Thursday, 10 January 2013

Misty ducking

Despite the party being over I still have leave to use up, so I was off today. So, I volunteered for work. I was asked if I would help complete some duck surveys. Of course it didn't take long for me to agree. The terms and conditions weren't exactly complicated. I was asked if I'd mind counting ducks at Houghton Green Flash, Pennington Flash, Rostherne Mere and Frodsham. Playful Peter offered to give me a had, so we set off in the mist and arrived at Houghton Green Flash in the mist, not much to see really; a few Wigeon (which I duly aged for Carl Mitchell), some Tufties and Pochards, nowt much else. Second site was Pennington Flash, a big site this so we devoted the bulk of the morning to it. Plenty to see here; Goosanders, Goldeneyes, Shovelers, Teal, Great Crested Grebes, Little Grebes, 410 Lapwings, 21 Snipe and nice non-breeding plumage Med Gull on the flash. The woods and scrub surrounding the scrub provide a welcome sanctuary to a range of species and flocks of Redwings in the hawthorns were interrupted by a couple of Song Thrushes in full song. Two different Willow Tits were singing, with a third bird was seen in the scrub and a fourth at the feeding station where at least 12 Bullfinches, six Stock Doves, c.30 Greenfinches, ten Reed Buntings and two Coal Tits competed with a plague of Grey Squirrels for sunflower seeds and peanuts.

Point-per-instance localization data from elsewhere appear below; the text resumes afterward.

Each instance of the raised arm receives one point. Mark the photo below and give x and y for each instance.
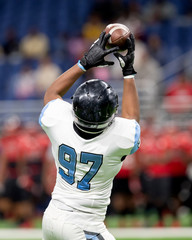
(130, 100)
(93, 58)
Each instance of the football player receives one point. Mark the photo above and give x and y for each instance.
(89, 143)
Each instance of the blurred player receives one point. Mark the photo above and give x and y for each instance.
(89, 144)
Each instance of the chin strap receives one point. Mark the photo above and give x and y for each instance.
(83, 130)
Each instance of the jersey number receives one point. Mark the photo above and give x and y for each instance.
(68, 161)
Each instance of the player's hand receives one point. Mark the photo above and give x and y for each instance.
(95, 56)
(127, 61)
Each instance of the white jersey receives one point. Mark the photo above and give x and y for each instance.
(86, 168)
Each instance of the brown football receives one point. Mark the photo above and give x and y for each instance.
(119, 34)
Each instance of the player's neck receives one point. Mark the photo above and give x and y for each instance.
(83, 134)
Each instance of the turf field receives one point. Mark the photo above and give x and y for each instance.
(135, 239)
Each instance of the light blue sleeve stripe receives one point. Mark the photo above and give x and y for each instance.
(43, 110)
(137, 139)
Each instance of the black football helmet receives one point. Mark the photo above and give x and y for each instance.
(95, 104)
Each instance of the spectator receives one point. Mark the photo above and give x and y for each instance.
(23, 84)
(92, 28)
(159, 11)
(148, 78)
(60, 46)
(15, 199)
(11, 44)
(35, 45)
(178, 95)
(45, 74)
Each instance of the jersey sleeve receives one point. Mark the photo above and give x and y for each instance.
(127, 134)
(53, 112)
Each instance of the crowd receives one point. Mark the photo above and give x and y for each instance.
(158, 177)
(155, 179)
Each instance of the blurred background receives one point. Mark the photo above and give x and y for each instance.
(39, 40)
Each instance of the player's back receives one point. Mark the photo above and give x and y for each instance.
(86, 168)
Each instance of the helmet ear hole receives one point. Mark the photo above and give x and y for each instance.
(95, 104)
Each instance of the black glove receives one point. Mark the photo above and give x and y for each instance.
(126, 62)
(95, 56)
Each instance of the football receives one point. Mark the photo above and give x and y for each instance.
(119, 34)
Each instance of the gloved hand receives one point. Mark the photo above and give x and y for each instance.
(95, 56)
(126, 62)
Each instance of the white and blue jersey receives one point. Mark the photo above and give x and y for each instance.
(86, 168)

One of 410 Lapwings from Horrock's hide at a misty, cold Pennington Flash
From Horrock's hide
Lunch break at Pennington gave us an opportunity to look through Mute Swans and Coot to look for darvic rings, we found three of each; should keep Kane Brides happy.
Third stop of the day was down the M6 at Rostherne Mere. The Mere held a few Goosanders, Goldeneyes, Shovelers and Tufted Ducks. Two Water Rails squealed from the reedbeds next to the hide (permit only) and a Buzzard and a Peregrine drifted over the observatory as we departed. First time I'd been here since 1983 when Steve Riley and I came looking for a Smew. Great to see Natural England opening up access and providing concessionary footpaths; top marks!

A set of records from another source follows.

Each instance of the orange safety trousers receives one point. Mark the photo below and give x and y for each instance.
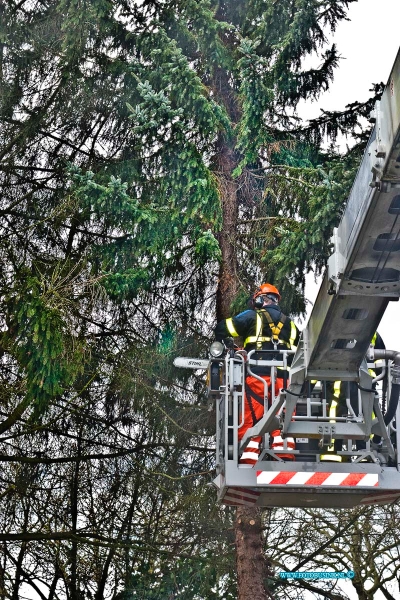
(253, 412)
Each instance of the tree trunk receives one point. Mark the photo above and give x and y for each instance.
(250, 560)
(227, 282)
(251, 566)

Fourth and final stop was a misty and cold Frodsham, lots of ducks on gathered on tank six, primarily Teal but with Wigeon, Pintail, Shoveler, Mallard, Gadwall, Shelduck, Pochard and Tufted Duck all present. At the far end of the tank we spotted a male Hen Harrier quartering along the reedbeds and scrub - always a quick way of cheering up a dull, cold afternoon. Sparrowhawk, Buzzard and Kestrel were all seen here and disturbing large flocks of Lapwings, I counted 1200, joined by c.200 Golden Plovers. Down toward the river at the old sheep farm we counted ten Ravens and then as the mist rolled in from the Mersey the light pretty much went and so we did.